FAIT DU JOUR Dans le Gard, le viager gagne du terrain
Au niveau national, le viager ne représente qu'un peu plus de 1% des transactions immobilières, soit entre 4 000 et 5 000 ventes par an. Mais petit à petit, et ce depuis la crise sanitaire, ce marché gagne du terrain, c'est le cas dans le Gard.
Le viager, Thérèse et Bernard Béguin n'y avaient jamais pensé jusqu'à cette fameuse discussion, par hasard, avec un voisin. Ce couple s'inquiétait alors de son avenir, du devenir de sa propriété située à Aubord, achetée en 1983. "Nous savons que nos deux enfants n'en veulent pas. Nous nous sommes alors demandés si nous devions la vendre et avons envisagé d'aller dans une résidence pour seniors", explique Thérèse, 74 ans. Un scénario qui ne les a pas totalement séduits, bien moins en tout cas que celui du viager, une idée qui a germé dans leur esprit depuis cet échange avec leur voisin donc.

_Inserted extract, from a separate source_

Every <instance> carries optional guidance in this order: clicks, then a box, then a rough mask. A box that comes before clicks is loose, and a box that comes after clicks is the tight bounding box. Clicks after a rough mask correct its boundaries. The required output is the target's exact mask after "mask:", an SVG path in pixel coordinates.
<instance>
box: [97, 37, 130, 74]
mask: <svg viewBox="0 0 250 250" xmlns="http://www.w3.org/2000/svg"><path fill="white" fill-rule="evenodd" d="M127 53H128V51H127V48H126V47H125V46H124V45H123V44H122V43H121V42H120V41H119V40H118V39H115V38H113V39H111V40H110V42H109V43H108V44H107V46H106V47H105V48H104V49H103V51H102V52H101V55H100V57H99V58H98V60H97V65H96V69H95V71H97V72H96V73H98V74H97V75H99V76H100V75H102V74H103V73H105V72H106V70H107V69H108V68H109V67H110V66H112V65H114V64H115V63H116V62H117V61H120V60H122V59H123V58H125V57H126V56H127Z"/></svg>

Encore méconnu dans le Gard comme un peu partout en France - les plus avertis sur le sujet se trouvent en Île-de-France et sur la Côte d'Azur -, le viager qui peut être occupé ou libre, consiste à vendre un logement à une personne qui verse en échange un bouquet de départ et une rente mensuelle - réindexée chaque année sur le coût de la vie - au vendeur jusqu'à son décès. Dans le cas d'un viager occupé, si le vendeur doit quitter les lieux pour des raisons de santé, les rentes lui sont toujours versées et réévaluées de 30%. Un principe qui questionne la moralité, la décote peut parfois atteindre les 60% et même au-delà. Cindy Montesinos et Kevin Lopes ne nient pas l'existence de pratiques indélicates de la part de certains acquéreurs. Mais les co-gérants de l'agence Bonheur à la clé créée il y a un an à Saint-Gervasy mettent un point d'honneur à leur fermer la porte dès qu'ils en démasquent un.
"Le viager n'est pas un pari sur la mort"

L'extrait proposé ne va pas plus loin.